The Marvelverse succeeded in victory number 11 as I once asked in Guardians of the Galaxy. Now we also know that the answer to what Disney has bet the farm on for number 12 to take the title away from Pixar…Ant-Man in July.
I want to get back to the Avengers-Whedon reunion-two-peat.
Holy buckets, Whedon did it again! He managed to bring together the three heavy-hitter franchises with their supporting cast and ongoing backstory issues, namely the Hydra fallout from Winter Soldier and the TV show Agents of SHIELD. Then throw in a new villain and three Avengers’ recruits. Personally, I think Whedon succeeded by avoiding the common error made with superhero flicks, he stuck with Ultron on being the nemesis instead of two or three with separate agendas. Case in point, Spider-Man 3 which had three opponents and none got much traction.
The premise? The Avengers are in some fictional Eastern European country kicking Hydra’s ass all to retrieve Loki’s staff; I can’t remember how it got loose, I was more thrilled to see Baron von Strucker. Thor agrees to let Tony and Bruce exam the magic stone powering the staff because Tony thinks there must be a solution in it. Turns out Tony was mostly right, the stone is an advanced computer of sorts and Hydra was trying to harness it to build the Ultron project, a form of AI. Obviously the lessons from Frankenstein, Jurassic Park and Demon Seed are wasted on Tony as he proceeds and it results in Ultron taking over his Iron Legion robots. What Tony didn’t know was he was partially manipulated by Wanda Maximoff (aka the Scarlet Witch) into removing the safeguards.

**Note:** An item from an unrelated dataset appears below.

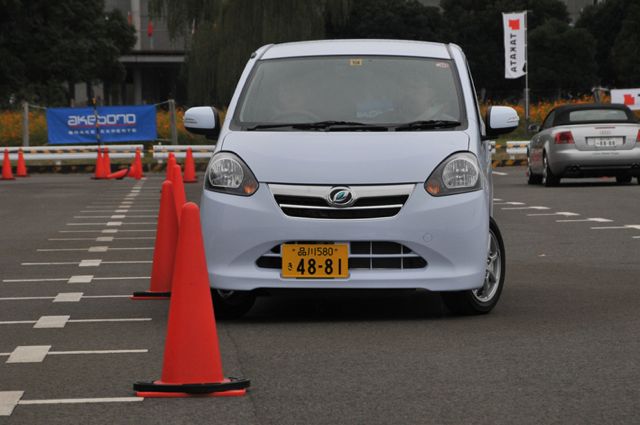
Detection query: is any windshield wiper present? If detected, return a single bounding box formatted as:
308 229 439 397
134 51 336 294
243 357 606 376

You can deduce the rest.
I found the positives easily drowned out the few negatives this time around. James Spader’s Ultron was both humorous and menacing without being the traditional virtual-moustache twirling villain his comics counterpart usually is. I liked how the evil robot is a part of Tony too; they share the concern about keeping the world save, they just disagree on the means to achieve it. Hawkeye gains a larger role! Good, I felt he was the token non-powered hero last time. Numerous cameos from lesser characters we love from the Marvelverse: Sam (the Falcon), James (Warmachine), Dr. Selvig, Agent Carter, and Nick Fury. For us nerds who know their comics it was cool to see von Strucker, Ulyssess Klaue (in the comics, he will become Dr. Klaw, an inept villain in The Fantastic Four) and Stan the Man Lee.
The only negative I will raise is the actors Elizabeth Olsen and Aaron Taylor-Johnson as the Scarlet Witch and Quicksilver. They’re rather flat and lack chemistry as siblings much like they did as a married couple in Godzilla. Time will tell with their next outing in Captain America: Civil War.
As always stay through the credits but once the preview of the next step concludes, you can split, there’s no second bit as per Avengers.
Alamo Extras: I waited too long to write this to get them written down but the two big ones that stuck with me: snippets of the awful SHIELD made-for-TV movie starring David Hasselhoff as Col. Fury and pictures of bootlegged Avengers toys from around the world. The best was a set of superheroes packaged as the Avengers yet in the package was Batman and Shrek.